Ireland's economy will grow by over three percent this year, as increased exports help the country emerge from the Covid-triggered recession.

That's the forecast from Ireland's employers' group, Ibec, which has warned that the growth is also dependent on an acceleration of the country's Covid-19 vaccination rollout.

The business group has predicted an increase of 3.1 percent this year but admits that unemployment will remain at high levels for the remainder of the year.

The latest forecast from Ibec represents a downgrading of the group's more optimistic outlook just three months ago, when it predicted the Irish economy would grow by 5.3 percent.

It also cautioned that ongoing public health restrictions are likely to prevent a full return to normal trading for the rest of the year.

In its latest quarterly economic outlook, the group's chief economist Gerard Brady said, "An efficient vaccine roll-out might see the start of our recovery in the second half of 2021.

"2021 will not see a return to normal trading in all sectors due to ongoing social distancing and public health requirements, but there is potential for life and commerce to take a more normal rhythm.

"We won't, however, see a return to normal trading and employment in all sectors due to ongoing social distancing and public health requirements."

Despite the potential for a return to normal conditions in the second half of the year, the group believes unemployment will remain north of 15 percent this year, before dropping back down to over nine percent next year.

The group has also warned that inflation is likely to rise to 0.8 percent from -0.3 percent last year, subsequently jumping to 1.5 percent in 2022.

The body also notes that restrictions for the first three months of this year have been some of the hardest for the Irish economy since the start of the pandemic.

Brady added, "Lockdown measures in the first part of the year have been tough and protracted, placing additional pressure on the economy, with particular disruption to the labor market."

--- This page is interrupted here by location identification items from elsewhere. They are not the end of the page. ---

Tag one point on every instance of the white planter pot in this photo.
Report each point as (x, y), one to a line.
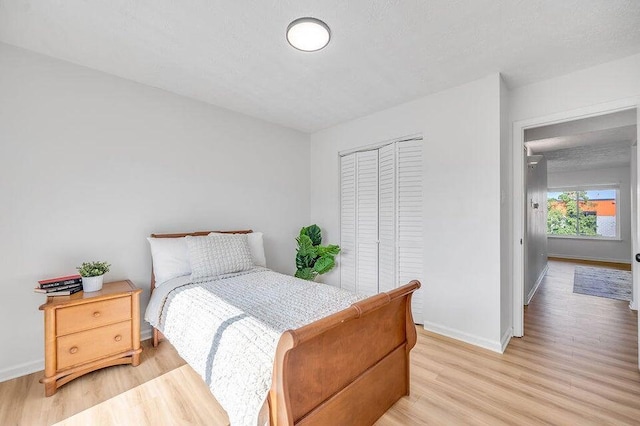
(92, 283)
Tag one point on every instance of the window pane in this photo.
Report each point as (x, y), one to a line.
(589, 212)
(601, 205)
(562, 213)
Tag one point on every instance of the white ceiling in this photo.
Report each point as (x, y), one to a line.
(588, 143)
(382, 53)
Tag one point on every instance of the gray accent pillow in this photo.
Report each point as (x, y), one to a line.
(219, 254)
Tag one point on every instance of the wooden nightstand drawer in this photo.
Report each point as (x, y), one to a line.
(87, 331)
(88, 345)
(92, 315)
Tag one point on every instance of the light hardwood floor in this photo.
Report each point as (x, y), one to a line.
(577, 364)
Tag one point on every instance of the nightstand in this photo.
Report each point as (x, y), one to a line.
(87, 331)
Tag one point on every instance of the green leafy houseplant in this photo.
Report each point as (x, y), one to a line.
(93, 269)
(312, 258)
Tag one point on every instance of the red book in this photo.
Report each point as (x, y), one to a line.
(54, 282)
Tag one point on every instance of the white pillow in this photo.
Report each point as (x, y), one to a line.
(170, 258)
(218, 254)
(256, 245)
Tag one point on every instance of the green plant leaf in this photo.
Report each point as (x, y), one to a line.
(305, 246)
(304, 261)
(306, 274)
(324, 264)
(331, 250)
(314, 232)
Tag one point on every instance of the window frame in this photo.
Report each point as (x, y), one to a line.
(615, 187)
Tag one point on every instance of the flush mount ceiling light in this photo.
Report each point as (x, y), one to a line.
(308, 34)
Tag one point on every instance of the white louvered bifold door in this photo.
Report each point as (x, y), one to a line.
(409, 219)
(367, 222)
(348, 222)
(387, 218)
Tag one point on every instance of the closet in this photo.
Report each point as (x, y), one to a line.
(381, 219)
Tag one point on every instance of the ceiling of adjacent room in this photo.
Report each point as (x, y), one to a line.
(382, 53)
(589, 143)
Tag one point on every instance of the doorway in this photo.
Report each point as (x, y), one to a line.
(568, 132)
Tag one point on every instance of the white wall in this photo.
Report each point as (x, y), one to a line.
(91, 164)
(506, 220)
(536, 227)
(608, 82)
(582, 92)
(605, 250)
(461, 129)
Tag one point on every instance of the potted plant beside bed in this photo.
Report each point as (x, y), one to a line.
(92, 275)
(313, 259)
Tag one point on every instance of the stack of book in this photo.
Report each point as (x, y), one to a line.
(61, 286)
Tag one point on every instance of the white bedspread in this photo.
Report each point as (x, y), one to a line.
(227, 329)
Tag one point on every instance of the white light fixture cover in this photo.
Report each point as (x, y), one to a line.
(308, 34)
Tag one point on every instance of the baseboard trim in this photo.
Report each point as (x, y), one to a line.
(616, 263)
(506, 338)
(38, 365)
(492, 345)
(533, 290)
(21, 370)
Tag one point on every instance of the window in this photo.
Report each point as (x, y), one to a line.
(583, 212)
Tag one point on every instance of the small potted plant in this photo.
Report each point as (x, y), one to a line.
(92, 275)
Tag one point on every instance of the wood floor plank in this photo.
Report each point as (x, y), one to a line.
(577, 364)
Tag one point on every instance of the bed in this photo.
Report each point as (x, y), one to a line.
(348, 367)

A separate report has found that one in every two households across Ireland expects the economy to improve over the coming year, with 44 percent of businesses anticipating trading to improve in the next three months.

The Bank of Ireland Economic Pulse survey reported that firms in each of four sectors -- industry, services, retail, and construction -- upgraded their near-term expectations for activity and hiring this month.

Meanwhile, despite the ongoing struggles facing the economy, it appears that Ireland's dentists have a big reason to smile following reports that cosmetic dental procedures have gone "off the Richter scale" since the start of the pandemic.

Caroline Robins, chair of the GP committee of the Irish Dental Association said, "The number of people who've come in to get bondings and straightening and all sorts of cosmetic work. It's really gone off the Richter scale. Zoom has a lot to answer for."